Le métavers, entre fiction et réalité

En fin d’année 2021, le groupe Facebook, détenant le site du même nom, Instagram ainsi que Whatsapp, a annoncé changer de nom, passant de « Facebook » à « Méta ». Ce nouveau nom n’a rien d’anodin, en effet, il réfère au mot « métavers » (contraction de « méta » et « univers ») qui désigne un monde virtuel fictif reprenant les codes du monde réel, voire son esthétique tout en les modifiant afin de favoriser les rencontres avec autrui. Cela n’est toujours pas très parlant ? Pas d’inquiétude, ce concept n’est pas simple à comprendre car il constitue une vaste étendue de possibilités. Deux exemples de films pouvant illustrer ce concept sont Matrix et Ready Player One. Dans le premier, Néo est plongé dans un monde ressemblant comme deux gouttes d’eau au monde réel, il ignore d’ailleurs que ce n’est pas la réalité. Après avoir découvert le monde réel, il choisit de retourner dans le monde virtuel où il découvre les nombreuses possibilités qui lui sont conférées (esquiver des balles en se baissant de manière impossible pour tout être humain – sauf Michael Jackson – sauter dans le vide, sans mourir etc.). Dans Ready Player One, Wade, le héros se rend également dans un monde virtuel reprenant l’esthétique et les codes d’un monde futuriste. Nous pouvons constater dans ce deuxième exemple que Wade, le héros, choisit de constituer un avatar virtuel (le représentant dans le métavers) très différent de ce à quoi il ressemble dans la réalité. 

Ces deux films nous questionnent sur différentes problématiques : Matrix nous interroge sur l’envahissement de la technologie dans notre vie réelle et à quel point cet envahissement peut, paradoxalement, nous « déconnecter » de la réalité. Quelle implication mettrions-nous dans le métavers ? A quel point cela influencerait les rencontres avec autrui ? Ready Player One nous interroge également sur cela, mais aussi sur la construction de l’avatar et à quel point nous pourrions créer une seconde identité totalement virtuelle sur internet. Bien que la création d’avatar existe déjà dans les jeux-vidéos, le personnage à l’écran constitue une projection de soi dans le sens où il est ressemblant mais extérieur à nous et à notre corps physique. La frontière du corps physique comme totalement différent du corps virtuel tombe dans Ready Player One, car il est nécessaire d’avoir des capteurs sensoriels disposés sur le corps pour faire bouger son avatar, comme s’il s’agissait de soi, mais aussi pour « ressentir » ce que le corps virtuel ressent. Par exemple, si le joueur se fait tirer dessus, il pourra ressentir les impacts de balles par le biais des capteurs disposés sur son corps. Toutefois la douleur causée serait amoindrie et n’impacterait pas autant le corps physique que le corps virtuel, ne mettant pas la santé réelle du joueur en danger.

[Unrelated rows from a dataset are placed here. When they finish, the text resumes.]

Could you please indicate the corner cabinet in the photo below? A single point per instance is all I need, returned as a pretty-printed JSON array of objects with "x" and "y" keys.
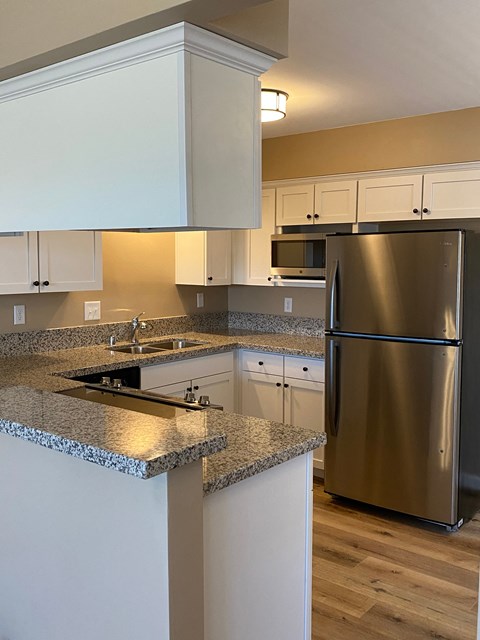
[
  {"x": 332, "y": 202},
  {"x": 160, "y": 131},
  {"x": 203, "y": 258},
  {"x": 251, "y": 249},
  {"x": 54, "y": 261},
  {"x": 285, "y": 389}
]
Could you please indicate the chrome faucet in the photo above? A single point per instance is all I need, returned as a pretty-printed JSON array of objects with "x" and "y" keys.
[{"x": 135, "y": 326}]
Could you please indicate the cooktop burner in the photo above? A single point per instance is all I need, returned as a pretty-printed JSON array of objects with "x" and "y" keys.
[{"x": 134, "y": 400}]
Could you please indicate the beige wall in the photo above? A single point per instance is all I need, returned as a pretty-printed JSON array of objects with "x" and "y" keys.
[
  {"x": 307, "y": 302},
  {"x": 139, "y": 274},
  {"x": 438, "y": 138}
]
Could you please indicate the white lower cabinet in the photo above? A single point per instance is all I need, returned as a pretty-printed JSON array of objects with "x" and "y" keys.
[
  {"x": 50, "y": 261},
  {"x": 284, "y": 389},
  {"x": 209, "y": 375},
  {"x": 262, "y": 395}
]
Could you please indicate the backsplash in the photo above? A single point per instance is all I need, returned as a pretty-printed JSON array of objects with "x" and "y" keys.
[
  {"x": 70, "y": 337},
  {"x": 271, "y": 323}
]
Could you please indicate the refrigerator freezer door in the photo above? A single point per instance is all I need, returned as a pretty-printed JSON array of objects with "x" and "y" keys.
[
  {"x": 392, "y": 425},
  {"x": 396, "y": 284}
]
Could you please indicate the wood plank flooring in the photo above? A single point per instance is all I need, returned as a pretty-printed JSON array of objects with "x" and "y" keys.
[{"x": 382, "y": 576}]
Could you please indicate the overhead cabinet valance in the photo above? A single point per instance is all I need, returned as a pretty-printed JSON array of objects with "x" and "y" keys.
[{"x": 162, "y": 131}]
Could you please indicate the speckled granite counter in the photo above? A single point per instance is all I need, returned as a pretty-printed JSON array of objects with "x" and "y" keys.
[{"x": 143, "y": 445}]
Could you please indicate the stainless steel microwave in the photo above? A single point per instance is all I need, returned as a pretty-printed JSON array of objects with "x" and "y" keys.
[{"x": 299, "y": 255}]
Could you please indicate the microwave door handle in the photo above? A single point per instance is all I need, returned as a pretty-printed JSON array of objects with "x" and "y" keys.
[
  {"x": 333, "y": 296},
  {"x": 332, "y": 403}
]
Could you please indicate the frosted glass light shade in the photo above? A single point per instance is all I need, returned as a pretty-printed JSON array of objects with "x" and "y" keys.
[{"x": 274, "y": 104}]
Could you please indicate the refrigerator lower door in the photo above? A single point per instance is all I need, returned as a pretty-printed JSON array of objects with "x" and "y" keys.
[{"x": 392, "y": 422}]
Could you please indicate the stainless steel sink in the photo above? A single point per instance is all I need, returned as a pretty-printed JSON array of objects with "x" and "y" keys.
[
  {"x": 137, "y": 348},
  {"x": 157, "y": 346},
  {"x": 175, "y": 343}
]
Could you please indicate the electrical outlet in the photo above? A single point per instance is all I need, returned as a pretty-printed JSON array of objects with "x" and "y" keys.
[
  {"x": 18, "y": 314},
  {"x": 92, "y": 310}
]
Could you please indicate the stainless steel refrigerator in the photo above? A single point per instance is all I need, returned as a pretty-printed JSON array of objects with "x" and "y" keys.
[{"x": 403, "y": 372}]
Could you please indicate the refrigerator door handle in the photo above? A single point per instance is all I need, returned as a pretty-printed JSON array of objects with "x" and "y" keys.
[
  {"x": 332, "y": 296},
  {"x": 332, "y": 390}
]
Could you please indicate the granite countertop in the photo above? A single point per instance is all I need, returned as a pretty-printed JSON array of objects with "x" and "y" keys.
[{"x": 143, "y": 445}]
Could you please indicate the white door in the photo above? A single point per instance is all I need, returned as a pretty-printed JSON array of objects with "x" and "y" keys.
[
  {"x": 18, "y": 263},
  {"x": 452, "y": 194},
  {"x": 219, "y": 258},
  {"x": 304, "y": 407},
  {"x": 262, "y": 395},
  {"x": 219, "y": 388},
  {"x": 390, "y": 199},
  {"x": 70, "y": 260},
  {"x": 295, "y": 205},
  {"x": 252, "y": 247},
  {"x": 335, "y": 202}
]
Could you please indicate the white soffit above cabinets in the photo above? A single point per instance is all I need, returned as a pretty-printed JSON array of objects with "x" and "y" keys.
[
  {"x": 161, "y": 131},
  {"x": 358, "y": 61}
]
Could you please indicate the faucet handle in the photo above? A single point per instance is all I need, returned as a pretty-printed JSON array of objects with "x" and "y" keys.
[{"x": 135, "y": 318}]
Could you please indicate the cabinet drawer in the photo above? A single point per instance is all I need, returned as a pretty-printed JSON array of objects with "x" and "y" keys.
[
  {"x": 262, "y": 362},
  {"x": 305, "y": 368}
]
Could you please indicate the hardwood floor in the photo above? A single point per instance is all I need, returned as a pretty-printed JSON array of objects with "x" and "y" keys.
[{"x": 383, "y": 576}]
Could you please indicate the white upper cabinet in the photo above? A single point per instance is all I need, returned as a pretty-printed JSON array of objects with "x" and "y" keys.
[
  {"x": 252, "y": 247},
  {"x": 18, "y": 263},
  {"x": 70, "y": 260},
  {"x": 295, "y": 204},
  {"x": 451, "y": 194},
  {"x": 203, "y": 258},
  {"x": 51, "y": 261},
  {"x": 161, "y": 131},
  {"x": 392, "y": 198},
  {"x": 335, "y": 202},
  {"x": 321, "y": 203}
]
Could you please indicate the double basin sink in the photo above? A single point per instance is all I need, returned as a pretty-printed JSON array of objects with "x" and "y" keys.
[{"x": 157, "y": 346}]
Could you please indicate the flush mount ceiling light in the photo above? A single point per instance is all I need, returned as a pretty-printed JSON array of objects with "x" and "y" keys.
[{"x": 274, "y": 104}]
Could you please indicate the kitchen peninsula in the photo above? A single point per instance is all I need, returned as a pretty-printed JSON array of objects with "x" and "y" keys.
[{"x": 91, "y": 552}]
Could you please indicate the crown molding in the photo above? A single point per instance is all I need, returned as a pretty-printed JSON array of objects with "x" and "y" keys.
[{"x": 182, "y": 37}]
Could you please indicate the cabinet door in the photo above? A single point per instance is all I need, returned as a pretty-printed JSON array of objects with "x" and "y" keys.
[
  {"x": 335, "y": 202},
  {"x": 262, "y": 396},
  {"x": 389, "y": 199},
  {"x": 219, "y": 388},
  {"x": 219, "y": 258},
  {"x": 252, "y": 248},
  {"x": 70, "y": 260},
  {"x": 304, "y": 407},
  {"x": 452, "y": 194},
  {"x": 19, "y": 263},
  {"x": 203, "y": 258},
  {"x": 295, "y": 205}
]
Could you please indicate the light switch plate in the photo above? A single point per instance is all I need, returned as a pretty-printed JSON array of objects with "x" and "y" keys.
[
  {"x": 18, "y": 314},
  {"x": 92, "y": 310}
]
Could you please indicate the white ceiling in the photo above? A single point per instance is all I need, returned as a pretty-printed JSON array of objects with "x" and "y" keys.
[{"x": 357, "y": 61}]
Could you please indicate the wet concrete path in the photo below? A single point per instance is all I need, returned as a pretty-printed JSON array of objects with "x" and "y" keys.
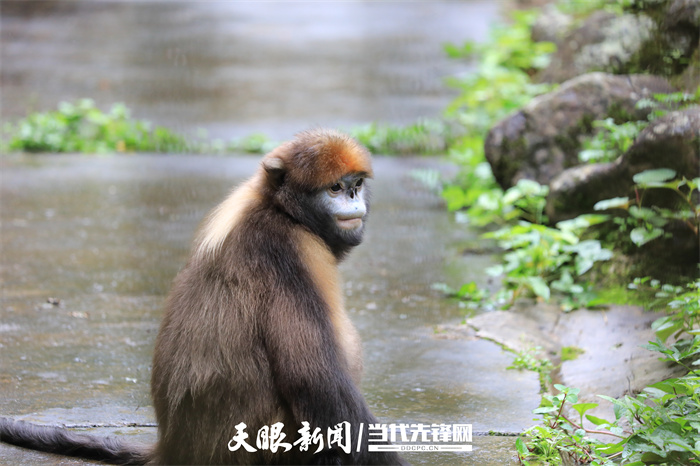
[{"x": 90, "y": 246}]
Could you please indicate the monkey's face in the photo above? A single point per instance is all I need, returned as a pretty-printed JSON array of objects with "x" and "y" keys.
[
  {"x": 341, "y": 212},
  {"x": 345, "y": 202}
]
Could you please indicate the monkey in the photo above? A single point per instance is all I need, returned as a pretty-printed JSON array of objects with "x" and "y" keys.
[{"x": 254, "y": 331}]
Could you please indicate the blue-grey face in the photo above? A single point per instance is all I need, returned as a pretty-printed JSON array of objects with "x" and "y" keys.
[{"x": 345, "y": 201}]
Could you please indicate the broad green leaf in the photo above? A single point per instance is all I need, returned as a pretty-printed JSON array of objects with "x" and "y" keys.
[
  {"x": 582, "y": 222},
  {"x": 521, "y": 448},
  {"x": 658, "y": 175},
  {"x": 616, "y": 202},
  {"x": 641, "y": 236},
  {"x": 596, "y": 420},
  {"x": 538, "y": 286},
  {"x": 583, "y": 407}
]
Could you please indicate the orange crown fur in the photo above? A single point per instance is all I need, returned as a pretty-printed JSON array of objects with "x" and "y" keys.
[{"x": 318, "y": 158}]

Maintenant que nous avons une idée plus précise de ce qu’est le métavers et que nous avons dégagé un grand nombre de questionnements pouvant en découler, nous pouvons nous demander si un tel phénomène pourrait advenir dans notre société en 2022. En réalité, le concept de métavers existe déjà depuis 1997, grâce à un logiciel d’immersion en ligne créé par le studio Cryo Interactive et nommé « Le Deuxième Monde ». Les joueurs pouvaient personnaliser leurs avatars, se promener, se rencontrer, discuter, etc. dans un Paris recréé virtuellement. Cependant, le Deuxième Monde, jugé trop peu rentable par ses créateurs, fut amené à disparaître d’internet. La communauté virtuelle fondée lors de rencontre dans le Deuxième Monde, les « Bimondiens », tenta d’opposer une résistance à cette fermeture, en vain. Certains Bimondiens essayèrent alors de recréer un monde virtuel similaire (« Lutèce 2002 ») afin de faire perdurer l’expérience virtuelle dont avait émané un fort lien social. Un autre univers semblable et encore accessible aujourd’hui est « Second Life », édité par Linden Lab.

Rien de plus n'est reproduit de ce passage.